Ask HN: Good posts/resources on how user data is sold? - mavsman
My friend just sent me a link to usphonebook.com which apparently has some accurate info on people&#x27;s addresses and phone numbers (including cell). She asked me how this is possible. I remember reading several good articles on HN about how data is acquired and bought, etc but I couldn&#x27;t find any links to them after searching. Anyone have good resources explaining this?
======
closeparen
Telecoms traditionally published the name associated with every landline in
the metro area. Local governments publish the names and addresses of property
owners, registered voters, and participants in court proceedings.

In old movies, and some newer ones ( _Spotlight_ ), you'll see the heroes
traveling to drab government offices in the middle of nowhere and standing in
line for photocopies. Data brokers [0] in their simplest form are just running
this ground game "at scale" and caching the result in a convenient place.

Basic demographic information like you're describing does not require any of
the sophisticated conspiracies of modern ad-tech, which is more focused on
associating these 20th-century profiles with information about preferences,
personality, and even current emotional state in order to bid exactly the
right amount to show exactly the right ad at the right time.

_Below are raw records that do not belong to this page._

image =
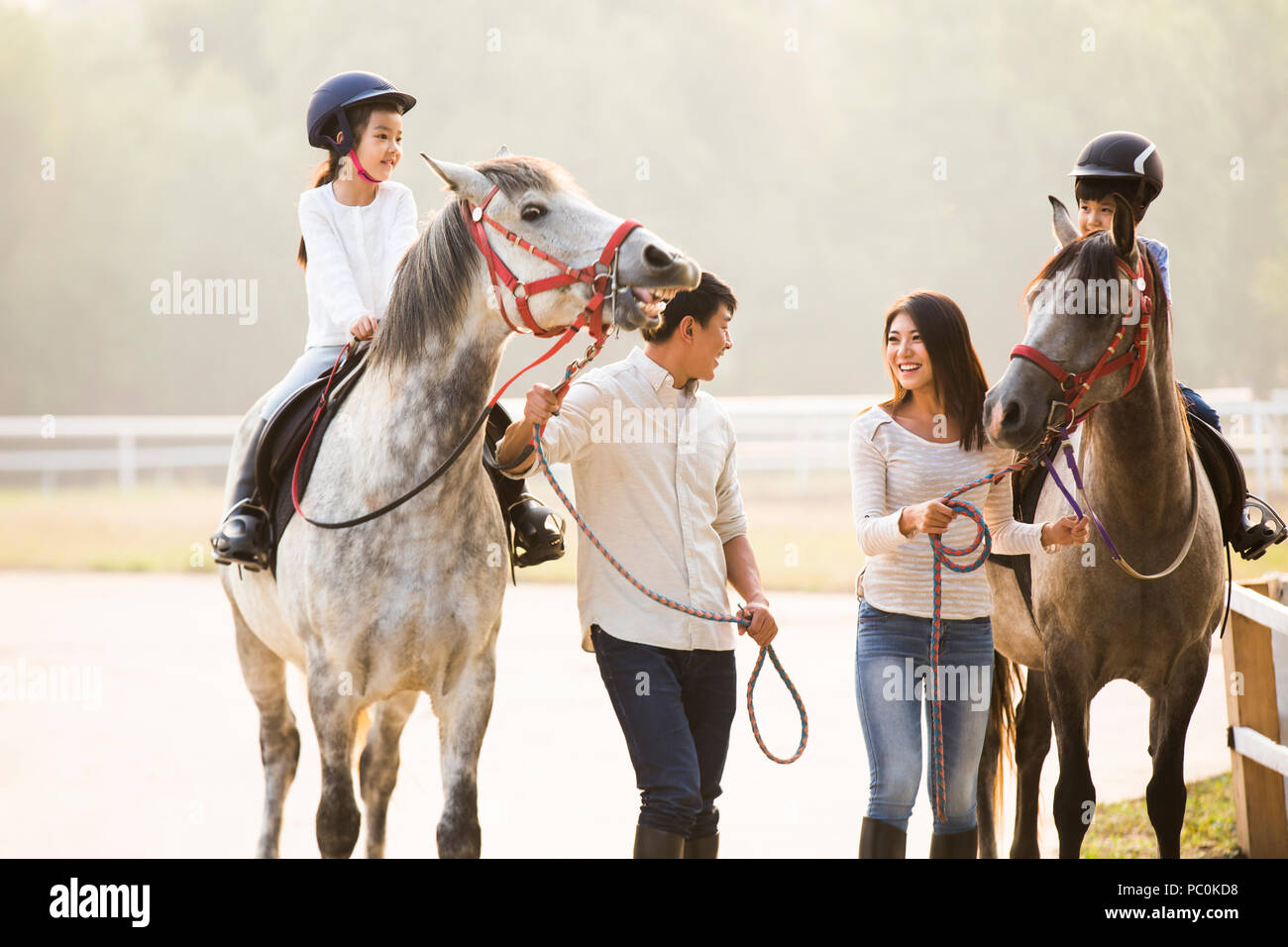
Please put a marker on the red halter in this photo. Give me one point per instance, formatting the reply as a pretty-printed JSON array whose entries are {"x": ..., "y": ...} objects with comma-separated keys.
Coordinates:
[
  {"x": 1076, "y": 384},
  {"x": 600, "y": 274}
]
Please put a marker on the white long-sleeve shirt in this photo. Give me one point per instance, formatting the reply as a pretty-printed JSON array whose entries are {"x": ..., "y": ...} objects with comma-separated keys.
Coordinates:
[
  {"x": 655, "y": 474},
  {"x": 353, "y": 254},
  {"x": 892, "y": 468}
]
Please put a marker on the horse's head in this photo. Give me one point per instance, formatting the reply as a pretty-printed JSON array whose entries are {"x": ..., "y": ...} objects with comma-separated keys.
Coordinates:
[
  {"x": 539, "y": 202},
  {"x": 1085, "y": 334}
]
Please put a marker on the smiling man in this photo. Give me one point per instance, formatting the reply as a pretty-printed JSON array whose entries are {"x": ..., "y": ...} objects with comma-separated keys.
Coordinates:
[{"x": 661, "y": 492}]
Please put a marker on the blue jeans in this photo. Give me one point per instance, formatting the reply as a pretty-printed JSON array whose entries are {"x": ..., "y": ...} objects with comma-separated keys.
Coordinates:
[
  {"x": 675, "y": 709},
  {"x": 313, "y": 363},
  {"x": 892, "y": 656},
  {"x": 1198, "y": 407}
]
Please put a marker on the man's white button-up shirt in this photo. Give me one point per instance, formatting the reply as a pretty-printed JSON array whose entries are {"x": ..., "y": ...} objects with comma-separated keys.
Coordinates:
[{"x": 655, "y": 478}]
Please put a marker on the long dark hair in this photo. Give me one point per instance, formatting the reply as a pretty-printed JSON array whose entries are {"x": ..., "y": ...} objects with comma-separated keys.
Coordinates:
[
  {"x": 958, "y": 377},
  {"x": 329, "y": 170}
]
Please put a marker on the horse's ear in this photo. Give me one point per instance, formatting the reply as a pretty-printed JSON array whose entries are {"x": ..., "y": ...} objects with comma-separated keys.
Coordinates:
[
  {"x": 1061, "y": 224},
  {"x": 463, "y": 179},
  {"x": 1125, "y": 231}
]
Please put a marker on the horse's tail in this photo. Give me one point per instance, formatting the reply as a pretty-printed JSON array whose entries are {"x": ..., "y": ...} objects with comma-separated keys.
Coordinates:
[{"x": 1001, "y": 711}]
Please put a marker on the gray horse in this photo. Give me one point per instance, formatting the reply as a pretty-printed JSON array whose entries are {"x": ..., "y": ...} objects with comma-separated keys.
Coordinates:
[
  {"x": 1095, "y": 622},
  {"x": 411, "y": 602}
]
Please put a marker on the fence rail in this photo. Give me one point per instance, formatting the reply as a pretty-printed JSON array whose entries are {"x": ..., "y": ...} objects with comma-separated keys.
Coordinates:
[
  {"x": 799, "y": 434},
  {"x": 1254, "y": 654}
]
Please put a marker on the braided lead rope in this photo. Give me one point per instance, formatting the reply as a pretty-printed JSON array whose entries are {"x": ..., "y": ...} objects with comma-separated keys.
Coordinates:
[
  {"x": 983, "y": 538},
  {"x": 670, "y": 603}
]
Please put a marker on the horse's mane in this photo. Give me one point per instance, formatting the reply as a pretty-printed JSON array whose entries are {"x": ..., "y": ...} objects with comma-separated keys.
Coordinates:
[
  {"x": 432, "y": 285},
  {"x": 1094, "y": 257}
]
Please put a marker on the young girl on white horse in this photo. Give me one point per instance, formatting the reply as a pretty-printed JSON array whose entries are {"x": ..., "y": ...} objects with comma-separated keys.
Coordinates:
[{"x": 356, "y": 223}]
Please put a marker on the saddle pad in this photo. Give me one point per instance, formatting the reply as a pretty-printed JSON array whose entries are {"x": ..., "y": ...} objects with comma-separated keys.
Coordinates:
[
  {"x": 283, "y": 436},
  {"x": 1225, "y": 474}
]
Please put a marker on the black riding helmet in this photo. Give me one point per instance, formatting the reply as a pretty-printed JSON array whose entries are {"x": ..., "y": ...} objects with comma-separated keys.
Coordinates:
[
  {"x": 1124, "y": 155},
  {"x": 347, "y": 89}
]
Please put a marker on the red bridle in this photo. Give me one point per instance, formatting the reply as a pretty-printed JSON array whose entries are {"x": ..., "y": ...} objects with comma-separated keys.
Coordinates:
[
  {"x": 601, "y": 274},
  {"x": 1076, "y": 384}
]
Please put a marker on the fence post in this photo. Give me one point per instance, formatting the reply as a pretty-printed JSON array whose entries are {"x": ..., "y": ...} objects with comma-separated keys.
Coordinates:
[
  {"x": 127, "y": 462},
  {"x": 1250, "y": 698}
]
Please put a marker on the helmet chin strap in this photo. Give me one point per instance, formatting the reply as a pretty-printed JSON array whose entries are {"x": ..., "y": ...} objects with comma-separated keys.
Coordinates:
[
  {"x": 362, "y": 171},
  {"x": 352, "y": 157}
]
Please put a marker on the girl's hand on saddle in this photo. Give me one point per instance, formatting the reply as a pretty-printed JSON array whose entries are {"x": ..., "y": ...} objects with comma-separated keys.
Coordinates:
[
  {"x": 542, "y": 403},
  {"x": 365, "y": 328},
  {"x": 930, "y": 517},
  {"x": 1067, "y": 531},
  {"x": 763, "y": 626}
]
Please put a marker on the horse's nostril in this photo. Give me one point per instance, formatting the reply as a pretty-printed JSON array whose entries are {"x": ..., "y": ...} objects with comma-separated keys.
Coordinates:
[
  {"x": 1012, "y": 414},
  {"x": 657, "y": 257}
]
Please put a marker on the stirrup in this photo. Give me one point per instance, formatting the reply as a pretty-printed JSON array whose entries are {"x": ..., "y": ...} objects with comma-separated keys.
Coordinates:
[
  {"x": 1254, "y": 538},
  {"x": 245, "y": 547},
  {"x": 532, "y": 532}
]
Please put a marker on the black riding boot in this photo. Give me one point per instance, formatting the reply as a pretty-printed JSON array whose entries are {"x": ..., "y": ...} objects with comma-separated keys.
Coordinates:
[
  {"x": 956, "y": 844},
  {"x": 243, "y": 538},
  {"x": 653, "y": 843},
  {"x": 1248, "y": 523},
  {"x": 704, "y": 847},
  {"x": 880, "y": 839},
  {"x": 1261, "y": 528},
  {"x": 537, "y": 531}
]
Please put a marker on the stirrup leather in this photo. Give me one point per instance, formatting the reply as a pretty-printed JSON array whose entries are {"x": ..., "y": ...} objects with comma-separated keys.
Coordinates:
[{"x": 1258, "y": 535}]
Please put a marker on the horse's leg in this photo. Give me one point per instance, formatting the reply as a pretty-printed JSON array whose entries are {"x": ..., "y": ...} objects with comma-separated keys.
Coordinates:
[
  {"x": 1031, "y": 745},
  {"x": 335, "y": 718},
  {"x": 984, "y": 789},
  {"x": 463, "y": 714},
  {"x": 997, "y": 735},
  {"x": 1068, "y": 694},
  {"x": 377, "y": 770},
  {"x": 265, "y": 674},
  {"x": 1170, "y": 719}
]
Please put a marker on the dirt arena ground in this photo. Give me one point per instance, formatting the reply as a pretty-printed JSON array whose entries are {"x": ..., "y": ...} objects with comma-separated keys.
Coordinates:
[{"x": 158, "y": 754}]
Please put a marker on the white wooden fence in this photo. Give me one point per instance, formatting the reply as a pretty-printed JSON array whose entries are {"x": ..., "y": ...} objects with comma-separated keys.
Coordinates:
[
  {"x": 798, "y": 434},
  {"x": 1254, "y": 651}
]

[https://en.wikipedia.org/wiki/Information_broker](https://en.wikipedia.org/wiki/Information_broker)

------
mavsman
Here's one I was thinking of actually [https://www.dataviper.io/blog/2019/pdl-
data-exposure-billion...](https://www.dataviper.io/blog/2019/pdl-data-
exposure-billion-people/)

------
e15ctr0n
See Natasha Singer's reporting in the NYTimes on data brokers.
[https://news.ycombinator.com/item?id=13805613](https://news.ycombinator.com/item?id=13805613)